All of these diseases are just plain and simple nasty!
The next place I walk through after Macklin is a hamlet called Evesham. I looked it up and it is a hamlet of 35 people. It used to be a village up until the year 2000. That is about all I could find on Evesham. Here is a picture of a church in Evesham:
I will look to see if it still there when passing through.
This Day in Training:
It was a great day for hiking. The temperature was a perfect 21 degrees and there were no bugs. My ankle held up well as I went about 8 kilometres. On this one stretch of highway, this one hawk keeps diving at me. At first, I didn’t think anything of it, but she definitely does not want me around!

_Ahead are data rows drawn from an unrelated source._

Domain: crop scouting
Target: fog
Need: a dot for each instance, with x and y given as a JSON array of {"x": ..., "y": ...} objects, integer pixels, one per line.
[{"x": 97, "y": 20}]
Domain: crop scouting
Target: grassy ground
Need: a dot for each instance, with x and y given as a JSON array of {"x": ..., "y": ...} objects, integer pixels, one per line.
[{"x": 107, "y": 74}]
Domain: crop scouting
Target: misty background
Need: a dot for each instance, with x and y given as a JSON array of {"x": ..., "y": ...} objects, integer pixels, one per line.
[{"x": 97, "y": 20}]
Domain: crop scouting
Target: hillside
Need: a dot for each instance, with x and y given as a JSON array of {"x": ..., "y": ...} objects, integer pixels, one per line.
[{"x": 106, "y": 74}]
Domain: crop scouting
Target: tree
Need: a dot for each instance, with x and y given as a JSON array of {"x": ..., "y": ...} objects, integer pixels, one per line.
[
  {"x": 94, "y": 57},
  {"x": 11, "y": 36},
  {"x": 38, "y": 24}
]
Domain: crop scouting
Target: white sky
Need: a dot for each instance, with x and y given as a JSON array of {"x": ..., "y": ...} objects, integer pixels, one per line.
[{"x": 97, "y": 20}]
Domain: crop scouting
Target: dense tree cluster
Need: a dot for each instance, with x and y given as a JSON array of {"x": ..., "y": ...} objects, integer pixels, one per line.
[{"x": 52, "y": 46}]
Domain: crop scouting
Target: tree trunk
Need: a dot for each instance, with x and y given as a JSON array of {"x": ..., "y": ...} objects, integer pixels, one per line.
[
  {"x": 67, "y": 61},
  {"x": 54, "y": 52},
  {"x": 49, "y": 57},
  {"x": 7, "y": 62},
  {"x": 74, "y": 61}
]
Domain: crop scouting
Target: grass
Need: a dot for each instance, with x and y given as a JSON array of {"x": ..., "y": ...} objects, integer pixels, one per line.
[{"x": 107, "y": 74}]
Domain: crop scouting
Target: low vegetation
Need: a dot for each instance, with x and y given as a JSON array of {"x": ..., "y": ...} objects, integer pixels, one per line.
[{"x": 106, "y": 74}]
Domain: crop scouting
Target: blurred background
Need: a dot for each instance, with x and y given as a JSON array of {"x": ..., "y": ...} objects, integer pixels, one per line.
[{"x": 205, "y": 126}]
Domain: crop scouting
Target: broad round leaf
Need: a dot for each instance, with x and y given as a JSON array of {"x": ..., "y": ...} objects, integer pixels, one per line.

Most Listened to Song on My Playlist:
Cry Out to Jesus – Third Day
Upon hearing Third Day’s music, they became my third favourite band (Triumph and The Tragically Hip will always be my favourites). Third Day’s music always makes me feel better. Their lyrics mean so much, and their sound is like a Christian version of Lynyrd Skynyrd. I can’t imagine a scenario where you feel worse after listening to this song.
Please Visit My Page at the Huntington Society of Canada
Very cool that your students did that for you.
Hopefully the ankle is 100% before the walk starts.